Selon Politico, le phénomène "Nicolas qui paie" (Nicolas qui paie) est devenu un symbole viral de la résistance des classes moyennes françaises à l'augmentation des impôts et à l'affaiblissement du système social. Des milliers de travailleurs qui se considèrent "trop riches pour bénéficier des aides sociales mais trop pauvres pour échapper à la pression fiscale" ont trouvé dans ce slogan leur drapeau de résistance.

Le mouvement trouve son origine dans l'ouvrage provocateur meme z roku 2020où "Nicolas" - un employé trentenaire de la classe moyenne - est présenté comme celui qui paie les vacances des retraités "Chantal et Bernard", les allocations de "Karim" et l'aide au développement de l'Afrique. Politico rapporte que depuis le début de l'année 2025, plus d'un million d'euros ont été dépensés par l'État. 500 000 příspěvků sur ce sujet, avec une activité en forte hausse depuis juin.
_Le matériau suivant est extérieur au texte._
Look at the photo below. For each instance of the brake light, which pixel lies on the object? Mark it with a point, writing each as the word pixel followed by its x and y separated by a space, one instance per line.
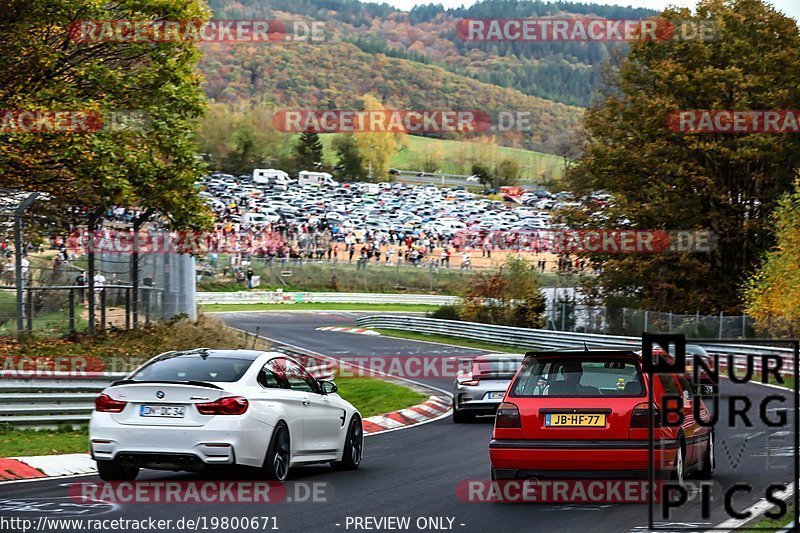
pixel 106 404
pixel 507 416
pixel 230 405
pixel 641 416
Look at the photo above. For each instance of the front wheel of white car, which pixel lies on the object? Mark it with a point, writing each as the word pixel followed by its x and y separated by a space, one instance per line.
pixel 353 446
pixel 111 471
pixel 276 463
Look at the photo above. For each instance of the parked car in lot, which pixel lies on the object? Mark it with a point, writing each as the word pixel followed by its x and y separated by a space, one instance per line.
pixel 571 413
pixel 192 410
pixel 481 386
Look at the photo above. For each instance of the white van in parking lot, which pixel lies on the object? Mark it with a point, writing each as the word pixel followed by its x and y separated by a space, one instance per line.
pixel 316 179
pixel 271 176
Le palais de l'Elysée en état d'alerte

Selon Politico, cette tendance est également suivie de près par Elysejský palác. Un conseiller présidentiel, s'exprimant sous le couvert de l'anonymat, a déclaré : "Il s'agit à la fois d'un mouvement populiste d'extrême droite et d'un signal d'alarme indiquant que la volonté du public de tolérer les impôts s'amenuise. Nous pensons que les deux sont vrais et que les impôts ne doivent pas continuer à augmenter".
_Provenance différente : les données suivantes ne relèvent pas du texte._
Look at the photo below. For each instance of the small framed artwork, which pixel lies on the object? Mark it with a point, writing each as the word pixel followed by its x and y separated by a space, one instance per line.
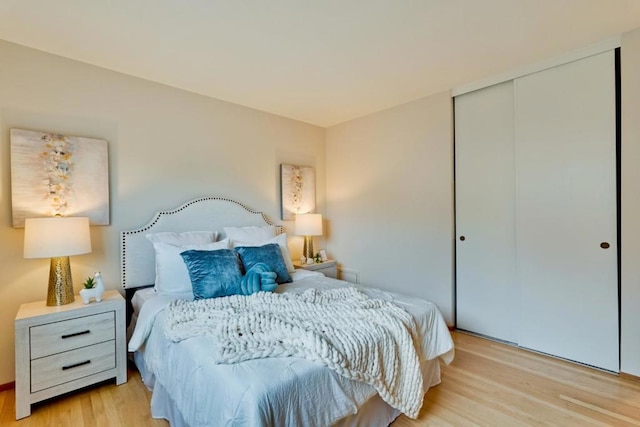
pixel 297 190
pixel 54 174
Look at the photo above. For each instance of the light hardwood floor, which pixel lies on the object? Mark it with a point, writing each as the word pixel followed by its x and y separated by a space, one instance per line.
pixel 488 384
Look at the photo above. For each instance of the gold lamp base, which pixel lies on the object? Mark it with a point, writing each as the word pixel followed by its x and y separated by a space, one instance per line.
pixel 60 284
pixel 307 249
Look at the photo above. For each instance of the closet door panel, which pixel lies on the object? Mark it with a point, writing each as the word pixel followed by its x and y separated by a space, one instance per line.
pixel 566 207
pixel 486 291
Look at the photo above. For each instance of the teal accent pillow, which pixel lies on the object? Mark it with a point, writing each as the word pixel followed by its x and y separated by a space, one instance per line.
pixel 258 278
pixel 269 254
pixel 213 273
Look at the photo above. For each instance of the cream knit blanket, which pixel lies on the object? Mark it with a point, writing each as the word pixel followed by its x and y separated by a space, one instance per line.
pixel 360 338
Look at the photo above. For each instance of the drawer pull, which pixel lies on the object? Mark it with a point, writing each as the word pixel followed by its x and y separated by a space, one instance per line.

Les tensions augmentent également parce que le Premier ministre François Bayrou připravuje přísný Budget pour 2026 avec des économies de 44 milliards d'euros, y compris la suppression de deux jours fériés et de nouvelles taxes. "Cela va vraiment exploser à l'automne. Nous devons économiser 30 milliards, et nous ne pouvons pas le faire", a déclaré un fonctionnaire français à Politico.
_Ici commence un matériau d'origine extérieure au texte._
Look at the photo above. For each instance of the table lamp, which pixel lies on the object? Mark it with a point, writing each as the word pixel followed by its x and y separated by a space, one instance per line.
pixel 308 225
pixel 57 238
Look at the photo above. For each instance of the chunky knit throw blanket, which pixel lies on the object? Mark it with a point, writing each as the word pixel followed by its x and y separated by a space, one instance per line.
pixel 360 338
Souvenirs du mouvement des Gilets jaunes

Selon Politico, il rappelle "Nicolas qui paie" le président Macron hnutí Žlutých vest de 2018-2019, qui a vu le jour sur les médias sociaux et a donné lieu à des semaines de protestations et de violences. À l'époque, Macron avait renoncé à augmenter les taxes sur les carburants et les impôts sur les retraités - des mesures qui, paradoxalement, pourraient plaire aux "Nicolasses" d'aujourd'hui.

Les données démographiques varient cependant et il n'est pas certain que le mouvement puisse se transformer en une force politique de masse. En outre, les autorités s'inquiètent du nombre croissant d'appels à manifester et de l'"arrêt des terres" prévu pour la fin de l'année. 10. září 2025.

Les hommes politiques veulent exploiter le pouvoir du mouvement

Politico souligne que certains politiciens au sein du gouvernement ont également commencé à utiliser le sujet. Bruno RetailleauLe ministre de l'intérieur a critiqué le budget prévu et a averti qu'en l'absence de mesures visant à augmenter les recettes, "Nicolas continuera à payer". Éric Ciottiun député conservateur, a ironisé sur le fait que le prix excessif de la Jeux olympiques à Paris "ça n'a pas d'importance, parce que Nicolas va payer de toute façon".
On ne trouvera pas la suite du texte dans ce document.